Fischerlatein

Fischer schildern Fang-Erlebnisse und beschreiben Angel-Erfahrungen oft nicht immer ganz wahrheitsgetreu. Dies bezeichnet man als Fischerlatein.

In vielen Wirtshäusern hängt der Spruch:
„Nur für Fischer, Jäger und andere Lügner!“ oder „Nie wird soviel gelogen wie vor der Hochzeit, während des Krieges, beim Fischen und nach der Jagd.“

einige Beispiele dazu:

  • Jeder kennt ja die Geschichte des Fischers, der seinen Fang beschreibt: «Sooo…», sagt er, und hält die gestreckten Zeigefinger etwa zwanzig Zentimeter auseinander. Als keine bewundernde Reaktion seines Publikums erfolgt, fährt er weiter: «..sooo weit hatte mein Hecht die Augen auseinander!»
  • Am Wirtstisch blagiert einer, er habe eine Bachforelle gefangen, über einen Meter. Der andere meint, das gibt es gar nicht, Bachforellen werden nicht so lang. Aber hört, was mir passiert ist: ich fische und ziehe eine Laterne ans Land, die hat noch gebrannt. Sagt der andere: das kann auch nicht stimmen, aber weisst du was, ich mache meine Forelle um die Hälfte kürzer und du stellst deine Laterne ab!
  • Biisset d’Fisch hüt? Fragt die alte Dame einen Jungfischer am Stadtweier. Nei, gar nöd, antwortetet dieser, me cha si ruhig striichle…
  • Dabei seien Fischer noch gar nichts im Vergleich zu den Übertreibungen der Jäger. Da gibt es doch die Erzählung über den Mann auf der Hochjagd, der unmittelbar nebeneinander zwei prächtige Gamsböcke weiden sah. Unglücklicherweise hatte er nur noch eine Patrone bei sich. Mit Schwung steckte er sein Jagdmesser tief ins Gras, legte sich so dahinter, dass er die Gämsen hinter dem Messer sah und schoss derart präzis auf die Klinge, dass die Kugel halbiert wurde und jede Kugelhälfte im gleichen Sekundenbruchteil eine Gämse niederstreckte. Nach unbestätigten Gerüchten war jedoch der Höhepunkt, dass ein fetter Murmel an der Klinge aufgespiesst war, als er sein Messer aus dem Gras zog!

Frevel und Streit

Wie wohl überall, wo verschiedene Fischenzen im gleichen Gewässer nebeneinander liegen, so ging es auch zwischen den Fischern von Schaffhausen, Diessenhofen und Stein ohne Frevel und Streit nicht ab. Die Fischereigrenzen wurden öfters nicht beachtet. So kam es zum Beispiel im Frühjahr 1494 zwischen Fischern von Stein, die im Diessenhofer Wasser fischten und den Fischern von Diessenhofen zu recht handgreiflichen Auseinandersetzungen, bei denen ein Diessenhofer hart geschlagen wurde. Der Steiner Fischer wurde zu einer Busse verurteilt, gab dem Urteil aber keine Folge. Der Streit kam sogar bis vor die eidgenössische Tagsatzung im Mai 1494, die dem Abt zu Stein als Lehensherrn befahl, dafür zu sorgen, dass die Busse bezahlt und die Diessenhofer Fischer ungestört in ihrem Fischereigebiet ihrem Beruf nachgehen können.
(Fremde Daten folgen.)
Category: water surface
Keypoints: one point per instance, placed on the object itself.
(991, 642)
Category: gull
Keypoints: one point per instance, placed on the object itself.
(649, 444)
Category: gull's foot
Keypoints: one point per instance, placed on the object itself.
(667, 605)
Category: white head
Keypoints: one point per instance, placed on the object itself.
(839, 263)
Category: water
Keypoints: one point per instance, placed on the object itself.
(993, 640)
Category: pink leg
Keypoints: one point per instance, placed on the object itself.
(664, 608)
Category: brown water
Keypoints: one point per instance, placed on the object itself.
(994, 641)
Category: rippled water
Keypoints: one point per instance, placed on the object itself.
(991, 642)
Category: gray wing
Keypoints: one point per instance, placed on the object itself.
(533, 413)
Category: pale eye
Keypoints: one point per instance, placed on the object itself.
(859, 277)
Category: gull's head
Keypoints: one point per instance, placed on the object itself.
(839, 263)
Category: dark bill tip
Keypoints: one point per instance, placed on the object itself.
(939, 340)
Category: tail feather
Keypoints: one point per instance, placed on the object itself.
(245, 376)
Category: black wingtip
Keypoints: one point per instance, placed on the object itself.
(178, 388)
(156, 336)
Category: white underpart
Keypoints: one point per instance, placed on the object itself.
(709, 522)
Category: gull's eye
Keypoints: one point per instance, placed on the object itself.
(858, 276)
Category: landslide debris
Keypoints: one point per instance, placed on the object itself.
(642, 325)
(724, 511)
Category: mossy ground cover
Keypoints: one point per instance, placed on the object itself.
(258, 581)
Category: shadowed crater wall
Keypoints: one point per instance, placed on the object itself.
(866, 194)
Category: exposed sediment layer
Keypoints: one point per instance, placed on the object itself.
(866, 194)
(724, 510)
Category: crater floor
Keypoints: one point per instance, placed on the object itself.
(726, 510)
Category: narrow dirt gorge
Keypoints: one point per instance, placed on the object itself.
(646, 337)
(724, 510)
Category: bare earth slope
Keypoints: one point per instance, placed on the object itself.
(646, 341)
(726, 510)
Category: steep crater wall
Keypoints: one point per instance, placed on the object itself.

Ab 1609/10 sind endlich Urkunden und Akten vorhanden, wie die herrschaftlichen Lehensträger ihre Rechte auf die Diessenhofener Fischenz ausübten und nutzten. Dazu muss leider erwähnt werden, dass es im 17.Jahrhundert recht schlimm bestellt war mit der Ordnung und Disziplin in Bezug auf die Fischerei. Frevel war an der Tagesordnung. Damit wurde natürlich dem Fischbestand grosser Schaden zugefügt. Die verbotenen «Spisrüschen» wurden an viel zu vielen Orten eingesetzt. Barben wurden bei Tag und Nacht mit an den Netzen angehängten Ketten, Schellen, Steinen und andern «Anhenkinen» gelockt und getrieben. Bei den Bachmündungen wurde mit «Beren», Starberen» oder sogar «Linachen» gefischt und damit der dortige Fischlaich geschädigt oder vernichtet. Denselben Schaden verursachte das «Straiffen» und «Watten» in der Nähe der Ufer während der Laichzeiten. Auch das Angelsetzen geschah in einem Ausmass, das weit über den erlaubten Rahmen hinausging. Und endlich wurden von den Fischern auch die Fischenzgrenzen wenig oder gar nicht beachtet, was ab und zu recht handgreiflichen Auseinandersetzungen und Anlass zu Prozessen gab.